Gaspar destacou que divergências políticas não irão interferir na apuração:
“Vamos medir se nossas preferências políticas ou divergências ideológicas irão interferir na apuração dos fatos e documentos”, declarou.

O presidente da CPMI, senador Carlos Viana (Podemos-MG), reforçou que a investigação deve atingir todos os governos. Já Duarte Jr. (PSB-MA), eleito vice-presidente, disse que a comissão precisa alcançar todos os responsáveis, independentemente da orientação política.

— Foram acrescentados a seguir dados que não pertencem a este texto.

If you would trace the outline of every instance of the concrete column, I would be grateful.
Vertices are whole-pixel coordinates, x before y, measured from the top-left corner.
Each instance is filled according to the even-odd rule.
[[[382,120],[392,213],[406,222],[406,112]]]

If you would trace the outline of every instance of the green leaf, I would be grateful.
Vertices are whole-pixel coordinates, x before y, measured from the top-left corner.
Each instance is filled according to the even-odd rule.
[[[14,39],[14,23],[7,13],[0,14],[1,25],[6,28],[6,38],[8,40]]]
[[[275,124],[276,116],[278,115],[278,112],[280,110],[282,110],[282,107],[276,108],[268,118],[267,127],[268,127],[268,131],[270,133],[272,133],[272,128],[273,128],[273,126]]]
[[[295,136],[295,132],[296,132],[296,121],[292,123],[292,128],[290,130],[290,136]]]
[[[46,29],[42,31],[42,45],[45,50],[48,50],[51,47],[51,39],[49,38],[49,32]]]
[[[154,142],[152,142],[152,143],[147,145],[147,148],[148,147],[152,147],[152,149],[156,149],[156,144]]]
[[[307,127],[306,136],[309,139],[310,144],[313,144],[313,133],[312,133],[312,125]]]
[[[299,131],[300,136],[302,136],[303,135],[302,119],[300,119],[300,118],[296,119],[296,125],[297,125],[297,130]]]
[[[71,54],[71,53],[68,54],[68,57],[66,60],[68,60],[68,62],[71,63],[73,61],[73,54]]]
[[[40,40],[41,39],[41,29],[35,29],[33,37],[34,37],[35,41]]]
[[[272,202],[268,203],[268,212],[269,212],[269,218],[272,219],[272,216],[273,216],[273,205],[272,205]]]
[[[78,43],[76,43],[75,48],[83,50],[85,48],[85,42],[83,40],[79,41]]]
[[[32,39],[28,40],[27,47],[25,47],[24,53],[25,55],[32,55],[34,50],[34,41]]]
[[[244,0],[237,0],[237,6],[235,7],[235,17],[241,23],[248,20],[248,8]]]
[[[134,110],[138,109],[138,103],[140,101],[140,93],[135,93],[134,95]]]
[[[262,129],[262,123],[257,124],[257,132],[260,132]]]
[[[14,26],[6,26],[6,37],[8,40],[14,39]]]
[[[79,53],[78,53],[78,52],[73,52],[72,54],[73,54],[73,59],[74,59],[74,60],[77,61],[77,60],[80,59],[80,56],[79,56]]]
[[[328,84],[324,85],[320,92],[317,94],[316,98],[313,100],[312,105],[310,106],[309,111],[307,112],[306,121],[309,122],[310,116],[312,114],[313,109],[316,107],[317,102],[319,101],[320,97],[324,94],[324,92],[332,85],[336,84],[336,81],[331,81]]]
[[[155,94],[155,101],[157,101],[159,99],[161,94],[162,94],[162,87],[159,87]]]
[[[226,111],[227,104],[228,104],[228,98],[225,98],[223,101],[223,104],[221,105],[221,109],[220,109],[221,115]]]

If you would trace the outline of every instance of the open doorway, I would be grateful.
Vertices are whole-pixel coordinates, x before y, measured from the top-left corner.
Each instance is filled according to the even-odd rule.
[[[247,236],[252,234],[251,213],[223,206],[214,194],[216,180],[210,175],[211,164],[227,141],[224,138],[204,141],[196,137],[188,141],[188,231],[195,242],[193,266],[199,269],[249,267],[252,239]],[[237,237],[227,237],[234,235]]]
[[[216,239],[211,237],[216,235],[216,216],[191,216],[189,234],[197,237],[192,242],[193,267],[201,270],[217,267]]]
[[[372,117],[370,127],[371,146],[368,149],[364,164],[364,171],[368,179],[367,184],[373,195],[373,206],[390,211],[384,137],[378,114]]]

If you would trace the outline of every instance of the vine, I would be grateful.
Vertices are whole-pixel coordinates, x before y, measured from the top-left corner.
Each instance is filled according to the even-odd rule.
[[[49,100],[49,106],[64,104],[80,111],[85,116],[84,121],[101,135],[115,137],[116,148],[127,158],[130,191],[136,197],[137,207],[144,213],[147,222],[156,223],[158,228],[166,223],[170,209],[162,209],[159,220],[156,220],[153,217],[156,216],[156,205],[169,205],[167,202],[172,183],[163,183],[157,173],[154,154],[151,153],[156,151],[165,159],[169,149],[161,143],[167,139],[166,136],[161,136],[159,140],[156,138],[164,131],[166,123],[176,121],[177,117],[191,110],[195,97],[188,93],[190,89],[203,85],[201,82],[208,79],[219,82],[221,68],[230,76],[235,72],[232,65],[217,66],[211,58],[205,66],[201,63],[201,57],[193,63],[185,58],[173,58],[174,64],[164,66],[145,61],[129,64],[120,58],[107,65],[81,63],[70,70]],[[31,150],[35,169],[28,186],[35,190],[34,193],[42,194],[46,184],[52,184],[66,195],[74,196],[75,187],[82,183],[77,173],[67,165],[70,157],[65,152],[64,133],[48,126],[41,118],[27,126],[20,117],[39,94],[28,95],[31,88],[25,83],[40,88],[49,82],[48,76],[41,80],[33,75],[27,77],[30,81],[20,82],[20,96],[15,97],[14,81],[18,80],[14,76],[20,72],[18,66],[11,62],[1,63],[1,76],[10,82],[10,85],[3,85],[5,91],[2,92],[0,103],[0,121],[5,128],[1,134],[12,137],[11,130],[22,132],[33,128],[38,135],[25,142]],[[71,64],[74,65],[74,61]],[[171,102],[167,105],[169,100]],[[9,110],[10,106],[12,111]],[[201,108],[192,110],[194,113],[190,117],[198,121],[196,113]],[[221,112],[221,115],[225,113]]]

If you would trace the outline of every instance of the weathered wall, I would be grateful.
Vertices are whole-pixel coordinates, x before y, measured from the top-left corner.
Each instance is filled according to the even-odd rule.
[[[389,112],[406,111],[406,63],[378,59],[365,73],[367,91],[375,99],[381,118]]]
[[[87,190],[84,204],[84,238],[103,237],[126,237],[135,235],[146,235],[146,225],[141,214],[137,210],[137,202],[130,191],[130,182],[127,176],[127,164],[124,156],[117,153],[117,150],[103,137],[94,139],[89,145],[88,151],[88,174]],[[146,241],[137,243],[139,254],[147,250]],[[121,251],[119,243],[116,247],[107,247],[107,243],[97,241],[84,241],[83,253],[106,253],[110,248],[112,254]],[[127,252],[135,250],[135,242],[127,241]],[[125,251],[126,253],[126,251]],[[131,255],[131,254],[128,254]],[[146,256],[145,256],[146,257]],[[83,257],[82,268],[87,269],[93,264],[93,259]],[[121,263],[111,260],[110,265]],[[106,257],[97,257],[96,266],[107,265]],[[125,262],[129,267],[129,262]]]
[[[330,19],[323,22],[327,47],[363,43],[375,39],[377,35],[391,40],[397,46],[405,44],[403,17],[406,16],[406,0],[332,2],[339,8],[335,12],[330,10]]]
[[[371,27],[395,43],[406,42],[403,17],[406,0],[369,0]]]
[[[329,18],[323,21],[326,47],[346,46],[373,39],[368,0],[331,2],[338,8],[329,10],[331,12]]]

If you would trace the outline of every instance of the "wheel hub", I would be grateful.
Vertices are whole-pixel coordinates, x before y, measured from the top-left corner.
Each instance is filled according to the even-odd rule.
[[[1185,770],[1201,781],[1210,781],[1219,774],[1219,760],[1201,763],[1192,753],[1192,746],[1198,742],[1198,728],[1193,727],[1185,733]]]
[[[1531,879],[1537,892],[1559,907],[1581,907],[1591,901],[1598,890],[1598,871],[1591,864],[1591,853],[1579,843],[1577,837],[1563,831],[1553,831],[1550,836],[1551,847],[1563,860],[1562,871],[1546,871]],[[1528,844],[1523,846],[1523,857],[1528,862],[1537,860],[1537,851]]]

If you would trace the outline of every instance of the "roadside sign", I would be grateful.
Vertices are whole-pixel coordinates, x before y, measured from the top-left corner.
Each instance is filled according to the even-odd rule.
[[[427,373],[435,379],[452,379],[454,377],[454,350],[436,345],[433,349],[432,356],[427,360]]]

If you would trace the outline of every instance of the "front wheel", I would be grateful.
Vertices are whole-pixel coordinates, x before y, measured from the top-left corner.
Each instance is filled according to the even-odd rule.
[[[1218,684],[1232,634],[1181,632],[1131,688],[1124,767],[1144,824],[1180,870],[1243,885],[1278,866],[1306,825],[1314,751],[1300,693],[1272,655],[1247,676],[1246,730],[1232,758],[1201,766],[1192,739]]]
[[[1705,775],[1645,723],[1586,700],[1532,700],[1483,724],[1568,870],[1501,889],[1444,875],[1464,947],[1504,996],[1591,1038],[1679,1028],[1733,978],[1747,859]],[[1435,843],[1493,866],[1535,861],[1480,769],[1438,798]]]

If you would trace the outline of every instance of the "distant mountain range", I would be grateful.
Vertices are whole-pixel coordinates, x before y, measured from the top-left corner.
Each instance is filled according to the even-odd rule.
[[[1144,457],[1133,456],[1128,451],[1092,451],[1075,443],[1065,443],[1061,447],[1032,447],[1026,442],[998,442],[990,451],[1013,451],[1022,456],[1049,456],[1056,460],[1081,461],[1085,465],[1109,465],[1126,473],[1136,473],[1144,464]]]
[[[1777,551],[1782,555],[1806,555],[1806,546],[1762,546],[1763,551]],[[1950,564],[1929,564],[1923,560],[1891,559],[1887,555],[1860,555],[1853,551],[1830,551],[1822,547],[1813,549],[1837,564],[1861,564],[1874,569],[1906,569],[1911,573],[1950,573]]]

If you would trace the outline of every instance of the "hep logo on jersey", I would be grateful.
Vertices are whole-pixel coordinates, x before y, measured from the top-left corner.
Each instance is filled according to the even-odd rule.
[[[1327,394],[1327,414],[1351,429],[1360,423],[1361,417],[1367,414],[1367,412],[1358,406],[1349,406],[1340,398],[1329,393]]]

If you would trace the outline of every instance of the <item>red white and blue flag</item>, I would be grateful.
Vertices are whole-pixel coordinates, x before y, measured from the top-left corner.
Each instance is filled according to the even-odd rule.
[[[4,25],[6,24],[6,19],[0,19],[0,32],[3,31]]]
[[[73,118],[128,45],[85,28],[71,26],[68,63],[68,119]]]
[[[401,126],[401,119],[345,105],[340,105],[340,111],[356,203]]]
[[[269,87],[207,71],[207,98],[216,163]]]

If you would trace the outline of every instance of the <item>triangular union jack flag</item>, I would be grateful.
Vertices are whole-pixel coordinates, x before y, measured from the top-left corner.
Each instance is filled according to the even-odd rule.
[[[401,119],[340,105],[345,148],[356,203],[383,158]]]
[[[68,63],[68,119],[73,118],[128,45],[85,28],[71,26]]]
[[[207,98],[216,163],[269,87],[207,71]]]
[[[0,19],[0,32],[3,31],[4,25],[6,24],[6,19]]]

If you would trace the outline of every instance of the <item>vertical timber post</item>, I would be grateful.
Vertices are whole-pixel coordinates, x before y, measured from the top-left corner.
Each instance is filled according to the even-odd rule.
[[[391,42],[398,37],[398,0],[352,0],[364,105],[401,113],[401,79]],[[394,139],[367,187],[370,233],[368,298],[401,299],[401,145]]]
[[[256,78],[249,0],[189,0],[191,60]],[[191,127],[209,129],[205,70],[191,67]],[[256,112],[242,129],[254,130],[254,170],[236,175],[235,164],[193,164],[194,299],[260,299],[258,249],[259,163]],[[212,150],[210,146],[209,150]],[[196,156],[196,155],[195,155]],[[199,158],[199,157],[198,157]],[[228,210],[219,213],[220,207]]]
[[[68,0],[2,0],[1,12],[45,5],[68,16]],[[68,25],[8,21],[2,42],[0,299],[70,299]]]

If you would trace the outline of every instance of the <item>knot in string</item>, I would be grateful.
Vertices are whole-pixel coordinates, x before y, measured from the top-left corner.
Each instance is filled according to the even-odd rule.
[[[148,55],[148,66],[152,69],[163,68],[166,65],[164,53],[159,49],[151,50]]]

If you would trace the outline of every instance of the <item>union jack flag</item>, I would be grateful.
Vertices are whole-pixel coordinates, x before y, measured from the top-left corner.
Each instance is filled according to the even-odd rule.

O plano de trabalho está dividido em seis frentes principais:

  1. Mapeamento do esquema fraudulento e modus operandi – análise dos métodos utilizados, como falsificação de assinaturas e descontos em folha.

  2. Identificação e responsabilização dos envolvidos – apuração do papel de cada agente.

  3. Impacto nas vítimas e no erário – quantificação dos prejuízos e propostas de reparação.

  4. Rastreamento do dinheiro – investigação do destino dos R$ 6,3 bilhões desviados.

  5. Análise de falhas institucionais – apuração de motivos pelos quais denúncias foram ignoradas.

  6. Medidas preventivas e aperfeiçoamento legislativo – propostas para reforçar transparência e controle.